Can AI language models replace human participants?

Dillon, D, Tandon, N., Gu, Y., & Gray, K.
Trends in Cognitive Sciences
May 10, 2023


Recent work suggests that language models such as GPT can make human-like judgments across a number of domains. We explore whether and when language models might replace human participants in psychological science. We review nascent research, provide a theoretical model, and outline caveats of using AI as a participant.


Does GPT make human-like judgments?

We initially doubted the ability of LLMs to capture human judgments but, as we detail in Box 1, the moral judgments of GPT-3.5 were extremely well aligned with human moral judgments in our analysis (r= 0.95;
full details at https://nikett.github.io/gpt-as-participant). Human morality is often argued to be especially difficult for language models to capture and yet we found powerful alignment between GPT-3.5 and human judgments.

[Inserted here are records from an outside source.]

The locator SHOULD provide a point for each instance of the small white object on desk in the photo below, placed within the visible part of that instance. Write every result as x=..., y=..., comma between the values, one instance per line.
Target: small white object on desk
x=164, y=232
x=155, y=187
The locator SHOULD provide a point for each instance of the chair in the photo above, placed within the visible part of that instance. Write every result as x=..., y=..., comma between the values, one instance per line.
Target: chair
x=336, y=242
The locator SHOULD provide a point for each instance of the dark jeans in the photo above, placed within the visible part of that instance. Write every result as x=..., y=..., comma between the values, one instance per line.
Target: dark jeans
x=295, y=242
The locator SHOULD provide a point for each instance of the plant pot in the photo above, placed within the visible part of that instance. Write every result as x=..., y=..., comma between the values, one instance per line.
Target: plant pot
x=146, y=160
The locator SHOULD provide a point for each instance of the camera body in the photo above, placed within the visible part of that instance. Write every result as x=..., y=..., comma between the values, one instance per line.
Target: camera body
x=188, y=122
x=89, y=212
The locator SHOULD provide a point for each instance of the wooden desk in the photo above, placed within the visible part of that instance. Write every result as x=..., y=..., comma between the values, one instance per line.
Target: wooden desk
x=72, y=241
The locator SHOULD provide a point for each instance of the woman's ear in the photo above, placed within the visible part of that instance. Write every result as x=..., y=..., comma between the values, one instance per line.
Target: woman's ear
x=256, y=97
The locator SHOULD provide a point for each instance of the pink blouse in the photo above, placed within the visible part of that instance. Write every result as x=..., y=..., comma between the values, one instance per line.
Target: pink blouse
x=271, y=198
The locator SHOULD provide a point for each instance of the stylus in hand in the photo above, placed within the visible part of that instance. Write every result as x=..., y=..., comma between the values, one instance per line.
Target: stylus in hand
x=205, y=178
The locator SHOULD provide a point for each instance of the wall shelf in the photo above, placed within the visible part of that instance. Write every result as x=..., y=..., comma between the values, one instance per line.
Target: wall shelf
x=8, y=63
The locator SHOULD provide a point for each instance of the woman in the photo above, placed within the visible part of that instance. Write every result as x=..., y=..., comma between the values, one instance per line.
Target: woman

We emphasize that this finding is just one anecdote and we do not make any strong claims about the extent to which LLMs make human-like judgments, moral or otherwise. Language models also might be especially good at predicting moral judgments because moral judgments heavily hinge on the structural features of scenarios, including the presence of an intentional agent, the causation of damage, and a vulnerable victim, features that language models may have an easy time detecting.  However, the results are intriguing.

Other researchers have empirically demonstrated GPT-3’s ability to simulate human participants in domains beyond moral judgments, including predicting voting choices, replicating behavior in economic games, and displaying human-like problem solving and heuristic judgments on scenarios from cognitive
psychology. LLM studies have also replicated classic social science findings including the Ultimatum Game and the Milgram experiment. One company (http://syntheticusers.com) is expanding on these
findings, building infrastructure to replace human participants and offering ‘synthetic AI participants’
for studies.


From Caveats and looking ahead

Language models may be far from human, but they are trained on a tremendous corpus of human expression and thus they could help us learn about human judgments. We encourage scientists to compare simulated language model data with human data to see how aligned they are across different domains and populations.  Just as language models like GPT may help to give insight into human judgments, comparing LLMs with human judgments can teach us about the machine minds of LLMs; for example, shedding light on their ethical decision making.

Lurking under the specific concerns about the usefulness of AI language models as participants is an age-old question: can AI ever be human enough to replace humans? On the one hand, critics might argue that AI participants lack the rationality of humans, making judgments that are odd, unreliable, or biased. On the other hand, humans are odd, unreliable, and biased – and other critics might argue that AI is just too sensible, reliable, and impartial.  What is the right mix of rational and irrational to best capture a human participant?  Perhaps we should ask a big sample of human participants to answer that question. We could also ask GPT.